As observed in Figure 9D, the adsorption of methyl orange affected the surface elemental composition of B600, which is evident from a drop in surface carbon from 95.3% to 94.1% and an increase in surface oxygen from 4.5% to 5.6% after adsorption. Such strong chemical interactions resulted in chemisorption, which was affirmed by the pseudo-second-order kinetic model, where adsorption efficiency increased and showed signs of irreversibility. This may be evident from the Langmuir isotherm parameter R_L, which was close to 0 (still > 0 and favorable). The Langmuir isotherm’s monolayer adsorption with a fixed number of active binding sites with high energies and the Freundlich isotherm’s heterogeneous multilayer interactions (0 < 1/n < 1) are both explainable. Pseudo-first-order kinetics also fit well as a supportive mechanism, with the adsorption data showing the dominance of weak physical forces via physisorption, as discussed in [137].

FTIR also indicated C=C and C≡C linkages, suggesting π–π stacking interactions with methyl orange’s aromatic rings [138]. π–π electron donor–acceptor (EDA) mechanisms may also be involved, as reported in [139]. The BET surface area (~323 m²/g) and strong intra-particle diffusion model fit at low dye concentrations point to pore filling and molecular diffusion. As shown in Figure 8J–L, dye adsorption visibly altered B600’s porosity (disappearance) and surface morphology (growth of clusters).

4. Conclusions

Sustainable management of CRD wood waste remains challenging due to its non-recyclable status and degradation from demolition and surface treatments, but this study shows that pyrolysis offers a scalable and sustainable valorization pathway with industrial and environmental benefits.

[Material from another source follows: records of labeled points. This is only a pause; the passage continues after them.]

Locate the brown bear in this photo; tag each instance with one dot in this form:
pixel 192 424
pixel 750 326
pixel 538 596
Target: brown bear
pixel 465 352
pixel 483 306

Using a statistically validated DOE approach, the effects of pyrolysis temperature, BRT, and feedstock mass were assessed across lab-scale (horizontal tube furnace) and semi-pilot (rotary retort-furnace) reactors. High-temperature biochars like B800 showed peak properties—FC (87%), TSF (96%), carbon content (92%), BET surface area (300 m²/g), and micropore volume (0.146 cm³/g)—alongside declines in VC (9%), hydrogen (0.9%), oxygen (2.2%), and Van-Krevelen ratios (H/C: 0.1; O/C: 0.02), with a low yield of 21%, supporting their use in metallurgical reduction or as coke blends. The moderate-temperature biochar B600 balanced reactivity and stability—FC (81%), TSF (87%), H/C: 0.3, O/C: 0.1, surface area (324 m²/g), and micropore volume (0.145 cm³/g)—enabling >90% methyl orange removal under low pH, a high dose, and a long contact time. Its adsorption followed the Freundlich isotherm (R² = 0.97, 1/n = 0.5) and pseudo-second-order kinetics (R² = 1 for linear fitting and regression; 0.87–0.89 for non-linear fitting and regression), confirming dominant multilayer chemisorption. Notably, no chemical or physical activation was applied, avoiding environmental burdens. Cross-scale comparisons confirmed consistent B400–B800 properties, with the pyrolysis temperature being most influential, raising FC by 15% and TSF by 19% and reducing VC by 53%. The HHV ranged from 25 to 33 MJ/kg, supporting energy applications. Despite its demonstrated feasibility, challenges remain: securing CRD wood supply, managing inherent contaminants, utilizing co-products (bio-oil, syngas), and designing cost-effective, scalable systems. Future work will address pilot-scale trials with an even higher mass of CRD wood feed, post-pyrolysis thermal activation of biochar, and self-ignition risks to support safe deployment.